New Jersey has passed a bill that will forge an alliance with some the nation’s most progressive states, including California, Massachusetts, New York, and the District of Columbia. The bill requires employers to pay a minimum wage of $15 an hour, a significant leap from the current rate of $8.86. While Democrats and Republicans do not always see eye to eye on many issues, few have been so starkly polarizing. Not a single Republican voted for the bill, which was signed into effect on February 4, 2019.
Critics of the new law do not contest that the increase is undoubtedly a fair boon to entry-level employees. However, many do question its prudence in regard to small business owners, who may not be able to keep their doors open after the law takes effect. The concern is that few will survive such a sharp increase to what is already an employer’s largest expense. Others contend that this will force companies to find more inventive ways to automize jobs, eliminating the need for a human employee all together. Still others are concerned that every salary will need to be increased proportionately in order to stay fair and equitable to mid-management and management employees.

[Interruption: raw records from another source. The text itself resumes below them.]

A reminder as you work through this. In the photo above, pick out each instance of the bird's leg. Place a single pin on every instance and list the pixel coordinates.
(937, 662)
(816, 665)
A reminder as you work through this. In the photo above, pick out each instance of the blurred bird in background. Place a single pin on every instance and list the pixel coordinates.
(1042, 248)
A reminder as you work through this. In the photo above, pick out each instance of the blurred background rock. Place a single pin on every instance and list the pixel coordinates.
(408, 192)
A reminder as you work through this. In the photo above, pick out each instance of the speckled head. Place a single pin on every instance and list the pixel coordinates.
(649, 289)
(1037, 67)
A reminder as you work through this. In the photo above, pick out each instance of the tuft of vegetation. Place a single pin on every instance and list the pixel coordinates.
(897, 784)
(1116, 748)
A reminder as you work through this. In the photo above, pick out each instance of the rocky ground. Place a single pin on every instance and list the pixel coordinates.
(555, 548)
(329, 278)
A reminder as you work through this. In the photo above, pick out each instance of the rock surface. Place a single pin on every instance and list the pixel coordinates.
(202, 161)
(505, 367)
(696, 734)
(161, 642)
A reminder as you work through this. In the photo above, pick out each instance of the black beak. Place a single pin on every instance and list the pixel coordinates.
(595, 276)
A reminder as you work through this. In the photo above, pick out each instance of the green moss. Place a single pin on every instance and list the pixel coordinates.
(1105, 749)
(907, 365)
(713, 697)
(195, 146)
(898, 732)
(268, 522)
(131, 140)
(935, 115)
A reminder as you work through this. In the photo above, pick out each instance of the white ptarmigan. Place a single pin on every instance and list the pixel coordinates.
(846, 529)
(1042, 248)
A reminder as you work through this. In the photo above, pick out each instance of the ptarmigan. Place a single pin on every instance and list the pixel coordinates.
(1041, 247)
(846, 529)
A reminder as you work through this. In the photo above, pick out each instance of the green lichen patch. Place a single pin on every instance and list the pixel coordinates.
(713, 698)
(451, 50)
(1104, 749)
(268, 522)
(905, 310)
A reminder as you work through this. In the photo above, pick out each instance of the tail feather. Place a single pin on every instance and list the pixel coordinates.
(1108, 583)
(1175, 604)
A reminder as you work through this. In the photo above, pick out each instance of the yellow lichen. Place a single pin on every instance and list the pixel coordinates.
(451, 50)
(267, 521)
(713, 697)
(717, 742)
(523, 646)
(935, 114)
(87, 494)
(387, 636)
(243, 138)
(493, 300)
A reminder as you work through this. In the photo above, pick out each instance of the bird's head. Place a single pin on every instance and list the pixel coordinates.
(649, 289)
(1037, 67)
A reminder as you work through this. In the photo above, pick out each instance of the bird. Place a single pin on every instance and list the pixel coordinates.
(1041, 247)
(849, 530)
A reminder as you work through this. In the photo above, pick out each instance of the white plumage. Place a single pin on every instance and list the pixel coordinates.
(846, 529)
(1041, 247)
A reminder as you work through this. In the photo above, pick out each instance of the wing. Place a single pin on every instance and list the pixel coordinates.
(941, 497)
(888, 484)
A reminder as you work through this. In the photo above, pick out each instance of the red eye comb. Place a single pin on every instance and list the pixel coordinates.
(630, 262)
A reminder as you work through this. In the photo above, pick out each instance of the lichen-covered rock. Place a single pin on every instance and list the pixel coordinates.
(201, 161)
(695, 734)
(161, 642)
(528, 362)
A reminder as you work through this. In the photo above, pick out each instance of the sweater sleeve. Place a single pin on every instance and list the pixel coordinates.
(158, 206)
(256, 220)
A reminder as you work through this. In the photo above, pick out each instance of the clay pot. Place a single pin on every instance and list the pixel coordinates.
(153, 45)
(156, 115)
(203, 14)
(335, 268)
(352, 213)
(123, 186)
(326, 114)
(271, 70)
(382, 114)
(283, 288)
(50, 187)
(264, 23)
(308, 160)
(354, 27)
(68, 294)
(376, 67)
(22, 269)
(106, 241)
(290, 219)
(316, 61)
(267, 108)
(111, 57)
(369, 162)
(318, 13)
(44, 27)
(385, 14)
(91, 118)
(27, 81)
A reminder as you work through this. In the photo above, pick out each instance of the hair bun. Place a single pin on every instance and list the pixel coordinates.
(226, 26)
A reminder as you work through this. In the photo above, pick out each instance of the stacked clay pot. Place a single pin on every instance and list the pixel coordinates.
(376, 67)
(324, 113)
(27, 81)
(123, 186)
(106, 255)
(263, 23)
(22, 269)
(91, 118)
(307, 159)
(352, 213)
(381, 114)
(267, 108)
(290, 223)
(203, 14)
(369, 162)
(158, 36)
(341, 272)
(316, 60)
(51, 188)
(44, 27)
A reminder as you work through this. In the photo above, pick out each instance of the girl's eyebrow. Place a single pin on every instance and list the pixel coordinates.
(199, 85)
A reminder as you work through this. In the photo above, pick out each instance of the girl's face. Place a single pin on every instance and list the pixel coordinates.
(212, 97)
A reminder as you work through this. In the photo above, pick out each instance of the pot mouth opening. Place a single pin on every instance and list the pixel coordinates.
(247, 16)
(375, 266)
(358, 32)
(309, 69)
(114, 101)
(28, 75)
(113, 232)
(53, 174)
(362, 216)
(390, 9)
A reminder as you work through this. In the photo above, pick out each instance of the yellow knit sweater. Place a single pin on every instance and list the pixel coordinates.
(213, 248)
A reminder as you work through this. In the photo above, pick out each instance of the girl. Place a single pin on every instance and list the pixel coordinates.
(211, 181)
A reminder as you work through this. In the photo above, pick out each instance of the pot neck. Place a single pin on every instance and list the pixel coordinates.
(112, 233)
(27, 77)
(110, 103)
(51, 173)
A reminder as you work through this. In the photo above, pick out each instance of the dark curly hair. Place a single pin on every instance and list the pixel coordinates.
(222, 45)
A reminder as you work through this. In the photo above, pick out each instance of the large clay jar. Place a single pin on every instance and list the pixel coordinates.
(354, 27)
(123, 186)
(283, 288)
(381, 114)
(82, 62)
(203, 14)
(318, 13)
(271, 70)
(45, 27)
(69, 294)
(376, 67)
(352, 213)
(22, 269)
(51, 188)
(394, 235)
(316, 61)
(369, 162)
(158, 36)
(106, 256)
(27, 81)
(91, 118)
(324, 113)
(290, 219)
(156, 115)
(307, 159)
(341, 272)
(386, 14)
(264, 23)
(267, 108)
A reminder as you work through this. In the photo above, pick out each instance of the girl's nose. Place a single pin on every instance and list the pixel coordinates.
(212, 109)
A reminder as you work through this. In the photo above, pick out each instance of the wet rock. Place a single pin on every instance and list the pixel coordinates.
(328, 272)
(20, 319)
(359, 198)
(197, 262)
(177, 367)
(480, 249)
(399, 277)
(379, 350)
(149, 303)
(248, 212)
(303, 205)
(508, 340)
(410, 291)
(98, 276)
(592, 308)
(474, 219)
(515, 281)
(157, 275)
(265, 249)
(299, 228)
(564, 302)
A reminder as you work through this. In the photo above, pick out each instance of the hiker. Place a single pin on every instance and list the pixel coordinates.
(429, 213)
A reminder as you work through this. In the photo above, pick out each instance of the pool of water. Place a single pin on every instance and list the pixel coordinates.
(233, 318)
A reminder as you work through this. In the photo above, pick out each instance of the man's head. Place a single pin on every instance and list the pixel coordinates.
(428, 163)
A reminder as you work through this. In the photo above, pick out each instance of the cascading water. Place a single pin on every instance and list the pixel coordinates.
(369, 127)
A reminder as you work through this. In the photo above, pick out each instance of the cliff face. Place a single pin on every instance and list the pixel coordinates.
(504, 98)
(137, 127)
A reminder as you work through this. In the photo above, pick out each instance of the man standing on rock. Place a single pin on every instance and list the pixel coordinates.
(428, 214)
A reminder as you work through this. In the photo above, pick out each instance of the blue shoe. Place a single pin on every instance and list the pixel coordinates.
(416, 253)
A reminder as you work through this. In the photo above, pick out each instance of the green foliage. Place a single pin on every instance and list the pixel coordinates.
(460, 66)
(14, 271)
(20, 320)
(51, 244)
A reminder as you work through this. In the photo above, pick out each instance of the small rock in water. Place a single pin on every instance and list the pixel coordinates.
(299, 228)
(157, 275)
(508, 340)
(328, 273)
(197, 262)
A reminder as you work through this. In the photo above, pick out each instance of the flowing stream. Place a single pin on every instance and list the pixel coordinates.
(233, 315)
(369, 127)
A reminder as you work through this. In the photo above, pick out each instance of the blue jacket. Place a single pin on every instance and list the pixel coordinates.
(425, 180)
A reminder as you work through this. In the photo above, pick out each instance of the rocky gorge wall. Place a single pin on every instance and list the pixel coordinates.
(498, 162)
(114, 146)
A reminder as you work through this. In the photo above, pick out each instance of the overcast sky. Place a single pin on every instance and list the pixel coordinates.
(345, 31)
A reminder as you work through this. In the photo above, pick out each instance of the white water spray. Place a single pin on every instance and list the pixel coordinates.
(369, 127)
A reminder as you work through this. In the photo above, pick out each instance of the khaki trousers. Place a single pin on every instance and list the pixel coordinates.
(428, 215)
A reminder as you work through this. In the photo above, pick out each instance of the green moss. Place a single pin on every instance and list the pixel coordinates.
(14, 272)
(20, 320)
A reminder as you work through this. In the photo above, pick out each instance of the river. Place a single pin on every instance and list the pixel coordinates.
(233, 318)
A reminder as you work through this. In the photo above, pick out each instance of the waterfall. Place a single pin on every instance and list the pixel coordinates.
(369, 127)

On the other hand, proponents of the bill are confident that they struck a healthy and sustainable compromise between employer and employee. The increase is scheduled to phase in slowly over the course of the next six years, not to reach maturity until 2024. Employees will not see the first boost to their paychecks until July of this year, when it will jump to $10 an hour. Wages are then scheduled to rise $1 an hour every year thereafter. The law takes into consideration certain businesses that may not be able to survive the wage inflation and offers longer phase-in timelines. In addition, allowances for tip-based salaries, agricultural jobs and youth workers may not be subject to the increase.